On the other hand, McKenna evidently argued Goldmark’s position to the Okanogan County Superior Court. If McKenna didn’t think it was frivolous in the trial court, it shouldn’t be frivolous on appeal either. Especially if it is a purely legal issue, which an appeals court would determine de novo.
ArtFart spews:
Curious to see McKenna apparently on the side of (oh, horrors!) a PUBLIC power operator. If something like California’s Proposition 16 got on the ballot here, he’d likely be all for it.
MikeBoyScout spews:
Lots of SAD here.
1. Our AG’s office is apparently challenged when it comes to reading law.
2. Our MSM can’t figure out how to follow-up on a story even when Goldy spoon feeds ’em.
3. Lost is more lost than we had suspected. Why are you shooting 16 penny nails in to yourself? :-(
rhp6033 spews:
I’m not that surprised the local media hasn’t picked up on the story. It doesn’t involve any sensationalistic angles, cute pictures, drama, etc. Half of the story would be spent trying to explain to people why they should care how this issue is resolved, one way or another. TV doesn’t do this well at all, and lately the print media only seems able to do this AFTER it becomes a big problem.
Steve spews:
@14 “McKenna’s response to the Florida case was that he had to make a quick decision and things were moving fast”

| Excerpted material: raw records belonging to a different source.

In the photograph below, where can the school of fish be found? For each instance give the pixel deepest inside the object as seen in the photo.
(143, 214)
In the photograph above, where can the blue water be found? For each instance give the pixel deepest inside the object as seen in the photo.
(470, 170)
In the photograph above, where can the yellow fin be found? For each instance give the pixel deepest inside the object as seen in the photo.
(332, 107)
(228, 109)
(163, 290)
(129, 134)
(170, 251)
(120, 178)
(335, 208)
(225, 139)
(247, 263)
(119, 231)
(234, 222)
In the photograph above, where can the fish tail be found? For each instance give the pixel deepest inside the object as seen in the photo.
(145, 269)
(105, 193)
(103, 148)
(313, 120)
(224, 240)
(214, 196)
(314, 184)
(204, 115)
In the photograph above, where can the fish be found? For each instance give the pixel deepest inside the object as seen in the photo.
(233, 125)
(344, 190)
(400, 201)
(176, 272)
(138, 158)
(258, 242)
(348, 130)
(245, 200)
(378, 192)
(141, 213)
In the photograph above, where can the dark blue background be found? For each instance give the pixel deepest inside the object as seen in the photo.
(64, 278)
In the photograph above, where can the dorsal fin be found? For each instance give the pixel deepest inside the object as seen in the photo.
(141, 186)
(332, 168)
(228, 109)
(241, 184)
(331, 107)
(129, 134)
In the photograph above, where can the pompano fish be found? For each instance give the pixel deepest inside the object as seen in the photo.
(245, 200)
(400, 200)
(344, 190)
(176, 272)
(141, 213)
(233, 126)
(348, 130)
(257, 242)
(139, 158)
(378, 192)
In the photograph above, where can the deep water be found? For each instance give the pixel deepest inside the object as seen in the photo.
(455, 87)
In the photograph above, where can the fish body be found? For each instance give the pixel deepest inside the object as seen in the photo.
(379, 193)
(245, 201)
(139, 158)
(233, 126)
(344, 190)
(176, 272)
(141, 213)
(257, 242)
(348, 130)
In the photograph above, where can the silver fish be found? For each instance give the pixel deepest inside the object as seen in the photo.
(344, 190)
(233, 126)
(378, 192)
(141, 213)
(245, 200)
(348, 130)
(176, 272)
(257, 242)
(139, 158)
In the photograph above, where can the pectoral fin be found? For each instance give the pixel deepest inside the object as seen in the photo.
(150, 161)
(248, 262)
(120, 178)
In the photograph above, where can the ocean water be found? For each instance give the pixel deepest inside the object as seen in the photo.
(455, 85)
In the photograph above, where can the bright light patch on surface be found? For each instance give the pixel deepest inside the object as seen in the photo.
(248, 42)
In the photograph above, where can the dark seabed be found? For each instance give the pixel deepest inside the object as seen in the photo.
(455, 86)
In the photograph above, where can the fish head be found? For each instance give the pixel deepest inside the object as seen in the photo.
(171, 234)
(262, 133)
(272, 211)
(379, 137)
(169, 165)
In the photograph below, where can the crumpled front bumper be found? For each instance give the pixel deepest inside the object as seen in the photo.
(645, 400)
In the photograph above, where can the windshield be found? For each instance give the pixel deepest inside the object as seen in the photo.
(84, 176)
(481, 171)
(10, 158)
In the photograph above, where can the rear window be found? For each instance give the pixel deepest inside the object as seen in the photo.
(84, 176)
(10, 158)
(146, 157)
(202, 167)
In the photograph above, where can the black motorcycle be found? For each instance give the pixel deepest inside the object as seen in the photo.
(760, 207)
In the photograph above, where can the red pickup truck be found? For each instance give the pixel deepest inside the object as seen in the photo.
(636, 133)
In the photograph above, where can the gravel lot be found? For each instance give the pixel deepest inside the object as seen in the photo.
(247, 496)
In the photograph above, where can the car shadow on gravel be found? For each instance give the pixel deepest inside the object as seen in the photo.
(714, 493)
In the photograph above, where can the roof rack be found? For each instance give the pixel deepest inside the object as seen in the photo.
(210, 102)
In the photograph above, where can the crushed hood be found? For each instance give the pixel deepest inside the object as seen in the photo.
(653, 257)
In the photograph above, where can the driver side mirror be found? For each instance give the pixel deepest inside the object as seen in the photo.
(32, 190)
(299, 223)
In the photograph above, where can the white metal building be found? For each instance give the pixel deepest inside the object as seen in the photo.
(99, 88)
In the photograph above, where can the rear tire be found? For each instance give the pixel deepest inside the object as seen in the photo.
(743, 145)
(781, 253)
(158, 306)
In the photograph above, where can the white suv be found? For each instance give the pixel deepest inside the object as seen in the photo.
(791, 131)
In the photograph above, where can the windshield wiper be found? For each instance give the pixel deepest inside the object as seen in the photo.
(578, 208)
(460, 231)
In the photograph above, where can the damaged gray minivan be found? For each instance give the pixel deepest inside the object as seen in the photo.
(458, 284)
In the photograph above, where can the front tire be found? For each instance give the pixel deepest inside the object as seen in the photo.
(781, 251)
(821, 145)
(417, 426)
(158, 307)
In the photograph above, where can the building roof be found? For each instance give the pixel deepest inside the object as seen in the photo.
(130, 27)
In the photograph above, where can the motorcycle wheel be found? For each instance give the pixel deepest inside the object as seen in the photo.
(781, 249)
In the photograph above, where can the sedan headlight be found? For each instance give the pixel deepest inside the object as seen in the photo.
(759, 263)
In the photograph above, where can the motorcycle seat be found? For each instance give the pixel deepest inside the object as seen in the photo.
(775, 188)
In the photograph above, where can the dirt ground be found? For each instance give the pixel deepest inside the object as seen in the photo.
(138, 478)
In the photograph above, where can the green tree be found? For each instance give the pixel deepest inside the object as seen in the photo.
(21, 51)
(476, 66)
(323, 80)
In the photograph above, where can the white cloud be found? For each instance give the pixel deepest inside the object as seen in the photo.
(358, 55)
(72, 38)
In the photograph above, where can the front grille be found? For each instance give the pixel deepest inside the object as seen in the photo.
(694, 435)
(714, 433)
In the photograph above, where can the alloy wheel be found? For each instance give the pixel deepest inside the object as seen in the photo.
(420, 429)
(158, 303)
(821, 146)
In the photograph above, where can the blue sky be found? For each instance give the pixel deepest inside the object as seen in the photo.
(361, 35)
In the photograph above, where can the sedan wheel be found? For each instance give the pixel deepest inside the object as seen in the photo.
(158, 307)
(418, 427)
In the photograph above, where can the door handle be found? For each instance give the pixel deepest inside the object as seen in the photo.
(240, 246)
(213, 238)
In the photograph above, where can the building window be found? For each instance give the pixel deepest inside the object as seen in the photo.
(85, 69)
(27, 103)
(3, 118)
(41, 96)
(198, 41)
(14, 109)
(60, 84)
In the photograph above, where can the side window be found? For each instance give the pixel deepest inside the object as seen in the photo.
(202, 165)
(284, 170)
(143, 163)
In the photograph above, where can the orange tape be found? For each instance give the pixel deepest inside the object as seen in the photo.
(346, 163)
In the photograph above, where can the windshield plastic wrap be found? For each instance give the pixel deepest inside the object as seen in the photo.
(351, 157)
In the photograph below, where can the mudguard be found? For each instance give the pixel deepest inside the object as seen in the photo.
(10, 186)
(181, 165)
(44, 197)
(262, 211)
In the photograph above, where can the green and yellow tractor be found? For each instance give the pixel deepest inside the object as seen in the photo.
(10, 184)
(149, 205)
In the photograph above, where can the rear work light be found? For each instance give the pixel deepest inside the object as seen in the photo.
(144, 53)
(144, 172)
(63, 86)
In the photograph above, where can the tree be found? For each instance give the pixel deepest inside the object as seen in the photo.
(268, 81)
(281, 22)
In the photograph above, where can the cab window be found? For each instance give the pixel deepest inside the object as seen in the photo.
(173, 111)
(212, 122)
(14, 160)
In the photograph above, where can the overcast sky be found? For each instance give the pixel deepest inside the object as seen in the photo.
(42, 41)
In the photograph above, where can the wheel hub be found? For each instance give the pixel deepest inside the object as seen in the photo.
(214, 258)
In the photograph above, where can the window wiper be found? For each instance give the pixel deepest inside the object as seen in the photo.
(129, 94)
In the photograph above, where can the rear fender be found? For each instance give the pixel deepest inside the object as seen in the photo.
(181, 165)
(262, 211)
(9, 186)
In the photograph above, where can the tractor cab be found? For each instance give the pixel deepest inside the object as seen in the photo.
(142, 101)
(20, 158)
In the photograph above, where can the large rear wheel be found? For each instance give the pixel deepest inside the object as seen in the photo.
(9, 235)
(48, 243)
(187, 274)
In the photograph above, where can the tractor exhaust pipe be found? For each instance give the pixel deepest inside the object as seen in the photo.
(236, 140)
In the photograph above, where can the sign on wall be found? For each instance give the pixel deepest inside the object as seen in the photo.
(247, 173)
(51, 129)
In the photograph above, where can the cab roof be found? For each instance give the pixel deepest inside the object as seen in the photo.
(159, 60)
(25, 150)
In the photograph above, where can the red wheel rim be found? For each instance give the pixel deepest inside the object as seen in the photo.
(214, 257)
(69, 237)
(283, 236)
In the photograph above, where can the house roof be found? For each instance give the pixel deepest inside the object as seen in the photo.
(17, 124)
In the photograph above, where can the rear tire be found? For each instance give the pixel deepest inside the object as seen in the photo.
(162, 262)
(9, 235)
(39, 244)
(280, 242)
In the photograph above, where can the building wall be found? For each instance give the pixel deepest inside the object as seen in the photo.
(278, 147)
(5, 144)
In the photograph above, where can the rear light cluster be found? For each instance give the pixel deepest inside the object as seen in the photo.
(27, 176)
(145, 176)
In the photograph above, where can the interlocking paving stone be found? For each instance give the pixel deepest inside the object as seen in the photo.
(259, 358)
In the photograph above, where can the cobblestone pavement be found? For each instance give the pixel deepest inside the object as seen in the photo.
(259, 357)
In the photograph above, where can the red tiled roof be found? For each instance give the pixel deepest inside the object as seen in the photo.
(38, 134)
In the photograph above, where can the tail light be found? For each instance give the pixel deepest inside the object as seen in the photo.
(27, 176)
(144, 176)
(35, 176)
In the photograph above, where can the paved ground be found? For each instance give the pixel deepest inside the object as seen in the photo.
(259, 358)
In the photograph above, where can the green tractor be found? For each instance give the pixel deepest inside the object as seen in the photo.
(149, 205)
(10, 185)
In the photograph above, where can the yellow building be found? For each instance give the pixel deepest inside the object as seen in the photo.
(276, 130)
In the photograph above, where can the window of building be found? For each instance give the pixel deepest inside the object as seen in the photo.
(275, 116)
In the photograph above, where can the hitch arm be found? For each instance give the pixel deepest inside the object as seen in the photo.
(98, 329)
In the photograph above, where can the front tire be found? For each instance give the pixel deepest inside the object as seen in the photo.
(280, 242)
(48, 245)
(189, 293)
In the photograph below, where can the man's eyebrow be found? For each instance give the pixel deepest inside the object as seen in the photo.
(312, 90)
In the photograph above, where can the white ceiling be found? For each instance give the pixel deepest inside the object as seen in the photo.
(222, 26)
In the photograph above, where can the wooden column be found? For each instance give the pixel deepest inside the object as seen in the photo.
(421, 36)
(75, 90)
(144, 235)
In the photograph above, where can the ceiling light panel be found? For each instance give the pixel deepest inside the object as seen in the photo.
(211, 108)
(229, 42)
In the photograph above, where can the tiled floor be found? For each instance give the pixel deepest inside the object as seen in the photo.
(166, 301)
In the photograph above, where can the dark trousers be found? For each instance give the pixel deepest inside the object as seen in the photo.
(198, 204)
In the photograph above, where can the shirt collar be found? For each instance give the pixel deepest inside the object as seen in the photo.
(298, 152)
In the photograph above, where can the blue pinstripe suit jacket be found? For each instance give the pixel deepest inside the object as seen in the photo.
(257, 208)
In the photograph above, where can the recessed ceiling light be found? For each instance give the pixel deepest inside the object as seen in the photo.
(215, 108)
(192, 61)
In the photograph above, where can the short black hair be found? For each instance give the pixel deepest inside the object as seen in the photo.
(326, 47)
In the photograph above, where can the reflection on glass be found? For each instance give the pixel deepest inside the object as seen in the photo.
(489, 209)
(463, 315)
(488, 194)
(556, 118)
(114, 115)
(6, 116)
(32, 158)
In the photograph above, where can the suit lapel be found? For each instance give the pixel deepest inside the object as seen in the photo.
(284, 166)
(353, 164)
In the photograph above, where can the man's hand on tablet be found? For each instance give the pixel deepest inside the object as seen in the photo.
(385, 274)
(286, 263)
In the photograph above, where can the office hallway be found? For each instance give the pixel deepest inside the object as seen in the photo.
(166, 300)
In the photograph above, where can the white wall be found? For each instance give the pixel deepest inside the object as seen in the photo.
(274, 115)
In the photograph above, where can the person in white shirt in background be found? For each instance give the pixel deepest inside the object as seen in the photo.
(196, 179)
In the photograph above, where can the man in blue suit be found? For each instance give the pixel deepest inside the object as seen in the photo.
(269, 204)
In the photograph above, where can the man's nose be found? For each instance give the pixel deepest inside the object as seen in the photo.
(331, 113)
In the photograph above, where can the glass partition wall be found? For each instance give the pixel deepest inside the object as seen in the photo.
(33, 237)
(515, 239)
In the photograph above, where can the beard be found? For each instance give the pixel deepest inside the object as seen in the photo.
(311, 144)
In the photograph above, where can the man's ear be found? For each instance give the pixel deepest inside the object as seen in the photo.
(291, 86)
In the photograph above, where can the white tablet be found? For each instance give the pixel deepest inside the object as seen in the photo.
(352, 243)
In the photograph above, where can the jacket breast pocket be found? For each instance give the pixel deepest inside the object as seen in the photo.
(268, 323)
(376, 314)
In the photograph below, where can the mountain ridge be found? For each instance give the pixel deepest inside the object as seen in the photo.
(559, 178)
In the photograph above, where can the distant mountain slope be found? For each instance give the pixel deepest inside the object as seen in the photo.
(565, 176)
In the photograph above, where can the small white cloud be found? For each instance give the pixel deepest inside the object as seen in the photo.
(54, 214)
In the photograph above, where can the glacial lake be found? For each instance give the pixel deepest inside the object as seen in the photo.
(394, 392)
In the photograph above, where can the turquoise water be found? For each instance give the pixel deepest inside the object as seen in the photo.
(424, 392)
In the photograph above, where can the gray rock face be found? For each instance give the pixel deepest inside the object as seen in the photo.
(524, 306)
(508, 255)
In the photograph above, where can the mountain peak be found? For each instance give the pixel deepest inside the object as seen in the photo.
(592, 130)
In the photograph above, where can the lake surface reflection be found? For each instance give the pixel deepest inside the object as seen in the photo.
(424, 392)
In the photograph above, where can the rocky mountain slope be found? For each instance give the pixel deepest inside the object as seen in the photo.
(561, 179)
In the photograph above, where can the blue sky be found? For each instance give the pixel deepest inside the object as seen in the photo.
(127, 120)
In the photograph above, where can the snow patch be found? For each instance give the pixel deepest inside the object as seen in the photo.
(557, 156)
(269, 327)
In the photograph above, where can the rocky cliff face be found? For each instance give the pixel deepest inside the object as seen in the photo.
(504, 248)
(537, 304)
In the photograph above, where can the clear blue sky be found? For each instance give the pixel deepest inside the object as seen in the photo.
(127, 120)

Time was indeed a wastin’. He had to move fast in order to bag the teabaggers. And a smooth move it was. As Rossi found out this last weekend, this isn’t the Republican Party that even he once knew. It now belongs to the teabaggers. It’s a KLOWN show now. Between McKenna and Didier’s solidly staked claim to teh krazies, I suggest that Rossi’s political career is fucked and will soon be over.
N in Seattle spews:
Since the federal courts don’t decide on cases until there are actual damages, and since the provisions that McKenna and McCollum are so hot about don’t even go into effect — much less “damage” anyone — until 2014, what was the rush?
Yep, the rush to bait dumb Dino into running for Senate, thereby clearing him out of Rob’s path for 2012.